I believe that this plan is simply unsustainable. In my view, austerity has failed, and continuing with austerity means the Greek economy will continue to fail its people. Unemployment, poverty and inequality will increase from already obscene levels.
And maybe, just maybe, some people are beginning to wake up to this reality. In a confidential report that was made public earlier this month, officials from the IMF warned that the IMF could not take part in any new bailout for Greece unless the Greek government was offered a substantial debt relief package as part of any new deal. In light of this report, it is time for the troika to provide the Greek government with the flexibility it needs to create jobs, raise wages and improve its economy. Without a substantial improvement in its economy, Greece will never escape its debt crisis.

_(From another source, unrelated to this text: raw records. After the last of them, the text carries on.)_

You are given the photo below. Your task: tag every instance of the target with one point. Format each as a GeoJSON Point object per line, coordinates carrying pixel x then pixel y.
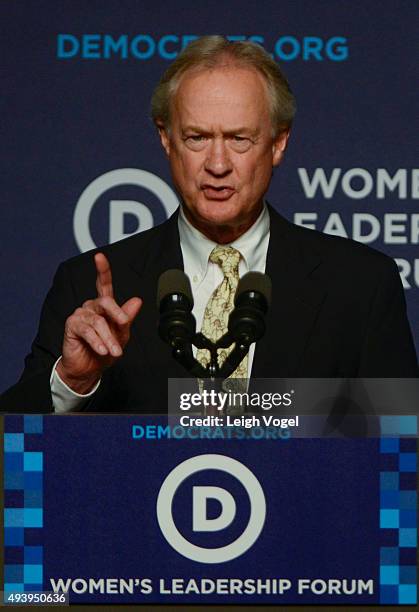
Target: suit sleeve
{"type": "Point", "coordinates": [32, 393]}
{"type": "Point", "coordinates": [388, 350]}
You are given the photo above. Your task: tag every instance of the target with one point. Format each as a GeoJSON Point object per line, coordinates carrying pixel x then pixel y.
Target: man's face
{"type": "Point", "coordinates": [221, 148]}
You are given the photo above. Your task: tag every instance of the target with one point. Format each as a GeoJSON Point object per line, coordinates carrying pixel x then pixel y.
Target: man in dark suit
{"type": "Point", "coordinates": [223, 111]}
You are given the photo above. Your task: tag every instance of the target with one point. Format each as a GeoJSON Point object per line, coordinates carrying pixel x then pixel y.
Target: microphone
{"type": "Point", "coordinates": [252, 300]}
{"type": "Point", "coordinates": [175, 302]}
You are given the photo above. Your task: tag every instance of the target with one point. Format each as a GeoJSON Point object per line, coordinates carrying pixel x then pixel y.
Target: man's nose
{"type": "Point", "coordinates": [218, 160]}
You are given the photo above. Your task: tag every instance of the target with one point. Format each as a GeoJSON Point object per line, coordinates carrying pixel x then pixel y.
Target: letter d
{"type": "Point", "coordinates": [72, 44]}
{"type": "Point", "coordinates": [137, 431]}
{"type": "Point", "coordinates": [200, 522]}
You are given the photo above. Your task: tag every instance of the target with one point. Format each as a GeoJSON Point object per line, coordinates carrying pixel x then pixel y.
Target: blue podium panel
{"type": "Point", "coordinates": [121, 510]}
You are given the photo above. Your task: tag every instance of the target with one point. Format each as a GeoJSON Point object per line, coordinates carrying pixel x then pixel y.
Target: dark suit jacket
{"type": "Point", "coordinates": [338, 310]}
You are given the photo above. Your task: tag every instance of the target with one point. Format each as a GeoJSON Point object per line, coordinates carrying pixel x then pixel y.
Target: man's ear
{"type": "Point", "coordinates": [278, 147]}
{"type": "Point", "coordinates": [164, 137]}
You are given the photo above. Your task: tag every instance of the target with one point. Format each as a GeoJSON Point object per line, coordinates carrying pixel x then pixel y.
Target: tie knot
{"type": "Point", "coordinates": [227, 258]}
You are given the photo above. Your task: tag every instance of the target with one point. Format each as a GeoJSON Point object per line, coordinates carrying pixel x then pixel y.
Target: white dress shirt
{"type": "Point", "coordinates": [205, 277]}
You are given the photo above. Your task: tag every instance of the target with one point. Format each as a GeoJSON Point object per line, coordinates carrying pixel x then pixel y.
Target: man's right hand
{"type": "Point", "coordinates": [95, 335]}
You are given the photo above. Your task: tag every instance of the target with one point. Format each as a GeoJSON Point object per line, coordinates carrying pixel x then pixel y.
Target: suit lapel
{"type": "Point", "coordinates": [296, 301]}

And let us not forget a little bit about history. Let us not forget what happened after World War I, when the Allies imposed oppressive austerity on Germany—on Germany—as part of the Versailles Treaty. And I think all of you who know anything about history understand what happened. And that is, the Germany economy collapsed, unemployed skyrocketed, people were pushing their money around in wheelbarrows to buy a loaf of bread. And the result of all of that massive discontent was that Adolf Hitler and the Nazi Party won an election and took power. And you all know the results of that.
What many people do not know about Greece today is that the party that finished third in the Greek—recent Greek election is called Golden Dawn. This is a party which some people call a neo-Nazi party, but other people believe that it is nothing "neo" about it. It is a Nazi party, which came in third place in the recent election. In my view, we should learn from history. And we should understand that when democracy fails, when people vote for something and cannot get what the government promised because of outside forces, this leads to massive discontent, it leads to contempt for democracy, and it opens the path for right-wing extremist parties, like Golden Dawn.

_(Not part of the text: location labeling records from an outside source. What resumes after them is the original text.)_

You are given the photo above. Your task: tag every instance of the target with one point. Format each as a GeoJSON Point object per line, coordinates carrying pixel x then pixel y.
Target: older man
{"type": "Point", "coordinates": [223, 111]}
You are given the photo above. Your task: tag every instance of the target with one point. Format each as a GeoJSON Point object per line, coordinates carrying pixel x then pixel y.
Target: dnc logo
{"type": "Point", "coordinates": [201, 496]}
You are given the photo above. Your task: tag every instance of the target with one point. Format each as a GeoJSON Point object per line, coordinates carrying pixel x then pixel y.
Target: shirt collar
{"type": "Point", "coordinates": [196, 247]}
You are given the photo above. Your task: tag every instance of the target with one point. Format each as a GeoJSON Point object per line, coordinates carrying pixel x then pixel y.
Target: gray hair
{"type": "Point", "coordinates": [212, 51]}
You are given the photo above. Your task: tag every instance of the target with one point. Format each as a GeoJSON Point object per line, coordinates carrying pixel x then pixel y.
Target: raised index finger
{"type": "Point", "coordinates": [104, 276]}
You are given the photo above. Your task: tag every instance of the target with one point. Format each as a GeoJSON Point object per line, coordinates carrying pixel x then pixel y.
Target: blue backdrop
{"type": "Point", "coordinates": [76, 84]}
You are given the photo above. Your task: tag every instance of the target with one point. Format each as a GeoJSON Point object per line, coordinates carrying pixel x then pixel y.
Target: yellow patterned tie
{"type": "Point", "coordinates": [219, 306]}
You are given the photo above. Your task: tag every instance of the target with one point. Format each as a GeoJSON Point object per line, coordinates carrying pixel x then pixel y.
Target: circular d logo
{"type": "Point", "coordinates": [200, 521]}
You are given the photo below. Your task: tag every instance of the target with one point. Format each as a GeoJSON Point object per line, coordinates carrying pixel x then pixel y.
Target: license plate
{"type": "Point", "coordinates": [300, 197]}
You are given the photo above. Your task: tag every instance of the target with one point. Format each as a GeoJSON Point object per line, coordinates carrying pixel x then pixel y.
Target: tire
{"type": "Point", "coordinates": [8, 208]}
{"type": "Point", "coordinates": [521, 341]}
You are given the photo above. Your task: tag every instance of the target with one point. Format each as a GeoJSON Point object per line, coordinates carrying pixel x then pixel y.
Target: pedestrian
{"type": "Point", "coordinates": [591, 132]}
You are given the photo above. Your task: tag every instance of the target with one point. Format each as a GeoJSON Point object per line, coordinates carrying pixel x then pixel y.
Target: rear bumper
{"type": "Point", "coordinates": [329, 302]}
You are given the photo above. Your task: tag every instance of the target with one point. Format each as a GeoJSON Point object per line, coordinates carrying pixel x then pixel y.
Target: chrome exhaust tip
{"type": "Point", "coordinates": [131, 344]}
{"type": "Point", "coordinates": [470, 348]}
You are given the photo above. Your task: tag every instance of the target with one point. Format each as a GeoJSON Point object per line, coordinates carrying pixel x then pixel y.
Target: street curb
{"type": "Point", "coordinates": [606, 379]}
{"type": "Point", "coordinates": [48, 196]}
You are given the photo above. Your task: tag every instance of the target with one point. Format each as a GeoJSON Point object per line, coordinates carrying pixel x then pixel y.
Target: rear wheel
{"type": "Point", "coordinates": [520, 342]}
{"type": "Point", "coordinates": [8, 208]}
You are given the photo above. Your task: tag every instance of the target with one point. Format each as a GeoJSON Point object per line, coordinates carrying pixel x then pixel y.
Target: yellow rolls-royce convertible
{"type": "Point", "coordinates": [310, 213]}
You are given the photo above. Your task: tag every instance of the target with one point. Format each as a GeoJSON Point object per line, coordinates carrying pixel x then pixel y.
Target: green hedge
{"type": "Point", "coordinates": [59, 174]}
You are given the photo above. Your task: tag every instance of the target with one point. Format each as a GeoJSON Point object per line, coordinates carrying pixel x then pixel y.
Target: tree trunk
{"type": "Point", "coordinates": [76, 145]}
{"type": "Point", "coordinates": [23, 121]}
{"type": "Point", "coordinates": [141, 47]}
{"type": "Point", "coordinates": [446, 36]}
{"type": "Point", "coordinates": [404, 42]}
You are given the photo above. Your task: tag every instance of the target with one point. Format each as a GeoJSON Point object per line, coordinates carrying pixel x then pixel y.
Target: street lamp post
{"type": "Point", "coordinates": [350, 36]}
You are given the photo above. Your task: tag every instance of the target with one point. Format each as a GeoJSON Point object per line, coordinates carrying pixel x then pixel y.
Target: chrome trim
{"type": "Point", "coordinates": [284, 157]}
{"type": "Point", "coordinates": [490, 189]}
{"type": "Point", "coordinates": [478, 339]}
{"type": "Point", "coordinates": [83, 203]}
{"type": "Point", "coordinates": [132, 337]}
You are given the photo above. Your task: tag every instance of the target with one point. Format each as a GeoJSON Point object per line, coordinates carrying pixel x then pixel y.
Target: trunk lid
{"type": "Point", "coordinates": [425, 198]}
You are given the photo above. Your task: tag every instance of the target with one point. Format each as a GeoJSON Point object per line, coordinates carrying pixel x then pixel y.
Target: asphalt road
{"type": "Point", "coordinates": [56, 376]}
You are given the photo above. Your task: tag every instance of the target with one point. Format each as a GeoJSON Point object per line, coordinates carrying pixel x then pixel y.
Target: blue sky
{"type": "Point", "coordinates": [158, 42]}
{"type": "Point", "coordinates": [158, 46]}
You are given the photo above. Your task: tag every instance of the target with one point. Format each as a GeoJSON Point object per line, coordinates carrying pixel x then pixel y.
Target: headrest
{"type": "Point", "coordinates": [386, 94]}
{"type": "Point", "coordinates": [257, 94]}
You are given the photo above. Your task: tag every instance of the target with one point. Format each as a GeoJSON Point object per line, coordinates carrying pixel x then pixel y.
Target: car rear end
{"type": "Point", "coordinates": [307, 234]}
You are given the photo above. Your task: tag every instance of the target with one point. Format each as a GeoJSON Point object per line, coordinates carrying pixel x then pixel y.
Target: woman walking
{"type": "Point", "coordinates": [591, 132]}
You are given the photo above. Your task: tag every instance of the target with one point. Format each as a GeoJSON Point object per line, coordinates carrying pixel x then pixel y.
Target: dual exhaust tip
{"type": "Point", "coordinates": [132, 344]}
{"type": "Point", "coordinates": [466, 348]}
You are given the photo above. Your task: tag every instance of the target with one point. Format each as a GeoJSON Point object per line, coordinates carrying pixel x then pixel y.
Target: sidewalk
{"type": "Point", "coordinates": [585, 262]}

Finally, let us remember that one of the main reasons why Greece was unable to take on so much debt was because it had help from Goldman Sachs, who helped disguise the nature of the Greek debt. Today, when we talk about debt, we should appreciate that something similar is happening right now in Puerto Rico, where the government there is struggling with unsustainable debt, and a group of hedge fund billionaires are demanding austerity in Puerto Rico. They are demanding the firing of teachers, the closing of schools, so that they can reap huge profits off the suffering and misery of the children and the people of Puerto Rico. It is time for creditors to sit down with the governments of Greece and Puerto Rico and work out a debt repayment plan that is fair to both sides. The people of Greece and the children of Puerto Rico deserve nothing less.
Over 70 years ago, the major economic leaders of 44 countries gathered at a hotel in Bretton Woods, New Hampshire, to establish international economic and financial rules. As a result of that conference, the International Monetary Fund and the World Bank were established. I think it is clear to anyone who has taken a look at this situation that the rules regarding our international financial system today are rigged in favor of the wealthy and the powerful at the expense of everyone else. Today, 85 of the wealthiest people in this world own more wealth than the bottom half of the world’s population, over 3 billion people. By next year, Oxfam has estimated that the top 1 percent of the world’s population will own more wealth than the bottom 99 percent of the world’s population. In my view, we have got to begin—and I hope this forum today is a start in that process—a serious discussion about how we change our international financial rules to expand—expand economic opportunity and reduce income and wealth inequality, not only in Greece and in Puerto Rico, but throughout the world. The global economy is simply unsustainable when so few have so much and so many have so little.
AMY GOODMAN: Democratic presidential candidate Senator Bernie Sanders speaking in July at a hearing he convened at the Hart Senate Office Building on the Greek debt crisis. On Thursday, Greek Prime Minister Alexis Tsipras announced his resignation, paving the way for new elections, in which Tsipras will run.